No maladministration

  1. The repairs the landlord said it had to carry out were:
    1. Repairing damage to internal doors.
    2. Replacing plug sockets and light switches which had been painted.
    3. Removing stickers from walls and Velcro strips from window frames.
  2. The resident disputed they caused the damage in the property. We have not been given any evidence which shows the above issues were present when the resident started their tenancy. We have also not given any evidence which shows the landlord knew, or ought to have known, about any damage before it inspected the property on 25 August 2023.
  3. The resident’s tenancy agreement said they would be responsible for repairing or replacing anything they had damaged deliberately, accidentally, or through neglect. This included any damage caused by members of the household or guests. The exception to this was damage caused by normal wear and tear. The agreement also made it clear that, if required, the landlord would carry out repairs and charge the resident for any costs it incurred.
  4. The evidence shows the landlord handled the end of the resident’s tenancy in line with its Property Management Policy and the resident’s tenancy agreement. It attempted to arrange a pre-termination inspection. It clearly explained it would charge the resident if it had to repair any damage they had caused or clear any items from the property. It provided this explanation as soon as the resident gave notice to end the tenancy. This allowed reasonable time for the resident to carry out the needed repairs before leaving the property.
  5. The landlord’s decision to recharge the resident was one it was entitled to make. It was reasonable for it to not categorise the identified damage as normal wear and tear. And, based on the available evidence, it was also reasonable for it to consider the resident was responsible for the repairs. It provided the resident with clear explanations about why it had charged them.
  6. The evidence shows the landlord acted reasonably and fairly in deciding to recharge the resident. For these reasons, we find there was no maladministration.

Complaint

The handling of the complaint

Finding

Reasonable redress

  1. The landlord provided us with a copy of its Complaints, Compliments and Comments Policy which was in use at the time of the resident’s complaint. This policy does not include any information about the timescales in which it would respond to stage 1 or stage 2 complaints. This lack of detail was not in line with our Code.
  2. The Code said landlords should respond to stage 1 complaints within 10 working days and stage 2 complaints within 20 workings days. Acknowledgement letters sent to the resident show the landlord was working to these timescales at both stages.
  3. The landlord’s stage 1 response was issued in line with the requirements of the Code. Its final response was issued 20 working days after its stage 2 acknowledgement. However, it took 28 working days to acknowledge the resident’s escalation request. This meant, overall, it took the landlord 48 working days to issue its final response. This was not in line with the Code and was an unreasonable length of time to expect the resident to wait for a response to their complaint.
  4. When the resident asked to escalate their complaint, the landlord told them it was taking up to 8 weeks to acknowledge stage 2 escalations.

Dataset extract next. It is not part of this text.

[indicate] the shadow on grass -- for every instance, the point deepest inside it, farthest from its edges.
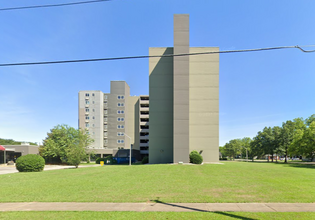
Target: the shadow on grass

This shows the landlord was trying to keep the resident updated and manage their expectations.
  5. In its final response the landlord accepted there had been a delay in issuing its final response. It provided an explanation for the delay and offered compensation to apologise for its failure.
  6. There is no evidence the delay caused any significant adverse impact to the resident. The landlord’s offer of compensation, when assessed using our remedies guidance, was appropriate for a situation where a failure had occurred but there was minimal impact. As such, we assess the landlord’s offer of compensation to be proportionate to its failings and it satisfactorily resolves the complaint.

Learning

Knowledge information management (record keeping)

  1. The landlord kept appropriate records about its contact with the resident and the decisions it made in this case. We have not identified any issues with the landlord’s record keeping.

Communication

  1. We have not identified any issues with the landlord’s communication.